The European Union will propose a far-reaching tax on financial transactions which could be collected worldwide as soon as Jan. 1 next year by the 11 nations that have so far signed up to participate.
The plan by the EU in Brussels, to be outlined today, invokes “residence” and “issuance” ties to firms in participating countries, in a bid to prevent traders from escaping the levy by trading outside the tax’s zone, according to documents obtained by Bloomberg News. The plan says that to escape the proposed tax entirely, firms in other nations would have to entirely cease financial-services business with the 11 EU nations involved.
The proposal marks a new stage in the EU’s efforts to raise revenue from the financial sector and curb what it sees as a “patchwork” of local levies. Like a prior, failed proposal for all 27 EU nations, today’s plan would set a rate of 0.1% for stock and bond trades and 0.01% on derivatives trades.
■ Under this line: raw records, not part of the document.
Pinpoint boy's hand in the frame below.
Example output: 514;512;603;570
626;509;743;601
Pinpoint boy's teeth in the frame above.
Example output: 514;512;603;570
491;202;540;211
The EU estimates the arrangement could raise 30 billion euros ($40 billion) to 35 billion euros per year. It would need approval by the 11 participants to proceed. All EU nations can sit in on the talks and have the option to join.
The proposals would exclude certain types of trading from the scope of the tax: day-to-day transactions by individuals and non-financial firms; primary offerings of stocks and bonds; and trades with central banks, the European Stability Mechanism and other official institutions. According to EU documents, it also would exclude trades in units of collective investment funds along with certain restructuring operations.
Repurchase agreements would be included, though they would be taxed differently from trades with an outright buyer and seller, according to the documents.
The plan also would include pension funds. The EU intends to argue that a well-designed tax could make pension funds safer by encouraging them to make untaxed purchases on the primary market and hold securities to maturity, the documents show.
When EU ministers last month allowed the 11 willing nations to proceed with transaction-tax negotiations, the spillover effects on pension funds were a concern.
The Netherlands will wait before deciding whether to sign up, said Dutch Finance Minister Jeroen Dijsselbloem, who leads the group of euro-area finance ministers. “One of the criteria for us is our pension funds,” he said. “It’s very important that these pension funds are not harmed by a new tax.”
A weighted majority of EU finance ministers backed the measure in a Brussels meeting last month. The U.K., home to the Europe’s largest financial center, abstained along with Malta, the Czech Republic and Luxembourg. The Confederation of British Industry said yesterday that the tax plan’s extended scope will require extensive review.
“The Commission’s FTT proposals are now significantly different from its initial plans, so the impact on growth and jobs must be assessed before proceeding,” Matthew Fell, CBI director for competitive markets, said in a statement.
While the U.S. will study the proposal, it doesn’t support the European financial transactions tax, according to a U.S. Treasury Department spokeswoman who asked to not be named. The tax would harm U.S. investors who bought affected securities, a concern that Treasury officials have raised with their European counterparts, the spokeswoman said.